Bundan dolayı da suya çok ihtiyaç duyulan ürünlerden çiftçinin uzaklaşacağı bir dönem yaşanabilir.
Çiftçinin suya olan ihtiyacının giderilmesi içinde su ile ilgili tüm yatırımlar öne alınmalıdır.
Hatta Cumhurbaşkanı Recep Tayyip Erdoğan’ın su sorunun çözümü noktasında 150 adet yeraltı barajının 2023 yılına kadar tamamlanacağını müjdesini vermesi iyi bir gelişmedir.
Cumhurbaşkanına ve hükümete teşekkür eden Ziraat Odaları başkanları Baraj ve gölet havzalar arası su transferi, sulama sistemleri, yatırımları sulama ile ilgili destekler gibi konuların öne alınarak, yaşanabilecek tarımsal kuraklığın etkilerinin en aza indirilmesini talep ettiler.
Bir taraftan hazine arazileri üretime kazandırılırken, diğer taraftan çiftçilerin kendi toprakları bankalara ve tarım kredi kooperatifine olan borçları yüzünden haciz ediliyor.

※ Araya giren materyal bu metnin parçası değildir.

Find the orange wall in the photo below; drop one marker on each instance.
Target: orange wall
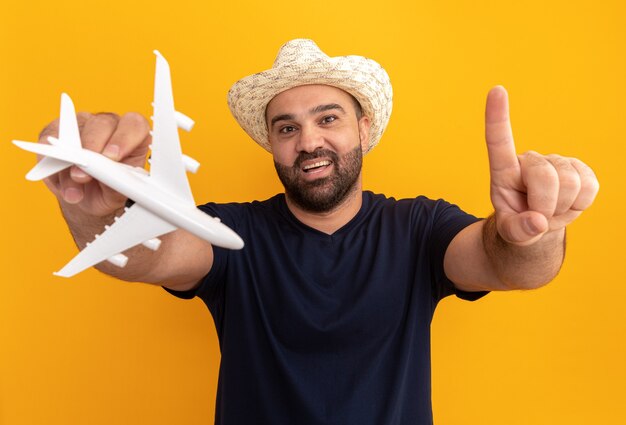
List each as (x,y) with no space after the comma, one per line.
(91,350)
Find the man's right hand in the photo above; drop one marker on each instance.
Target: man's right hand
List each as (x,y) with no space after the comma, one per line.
(124,139)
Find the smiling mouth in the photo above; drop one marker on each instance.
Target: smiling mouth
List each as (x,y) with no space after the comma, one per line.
(316,166)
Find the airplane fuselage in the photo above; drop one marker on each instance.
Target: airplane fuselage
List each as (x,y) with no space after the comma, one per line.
(135,183)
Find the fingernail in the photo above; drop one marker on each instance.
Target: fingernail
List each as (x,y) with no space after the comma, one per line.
(77,173)
(531,228)
(72,195)
(111,152)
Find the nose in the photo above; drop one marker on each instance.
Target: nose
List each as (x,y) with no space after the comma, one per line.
(310,139)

Çiftçilerin öteden beri devam eden kredi borçlarında kapsamlı bir yapılandırmaya gidilerek, borç yükünden kurtarılmalıdır.
Kapsamlı bir üretim planlaması yapılarak, arz talep dengesinde maksimum oranda sağlanmalıdır.
Gelinen noktada Tarım Sektörü pandemi sürecinde tarımsal üretimini ve ihracatı sürdürerek, istihdam sağlayarak ekonomiye önemli katkıda bulunmuştur.
Günümüzde halen süren salgınla birlikte, her ülke kendi gıda ihtiyacını karşımaya yöneldi.
Artık Gıda Güvencesinin sağlanması yönünde, orta ve uzun vadeli tarım politikalarının ne kadar elzem olduğu güçlü bir şekilde bir kez daha anlaşıldı.
Yazımın başlığından da anlaşıldığı gibi, Korona’nın aşısı bulunur ama tedbir alınmazsa, gıdanın aşısı bulunmaz.
Aşı bellidir. Geç kalmadan tarım sektörüyle çiftçilerin sorunları biran önce çözüme kavuşturulmalıdır.
Yaşamaya devam ettiğimiz salgında sağlıklı kalabilmemiz için beslenmemiz gerekliyse, bu besinleri üreten çiftçiye de, tarıma da sahip çıkılmalıdır.
Ne derseniz sizce de böyle yapılması gerekmez mi?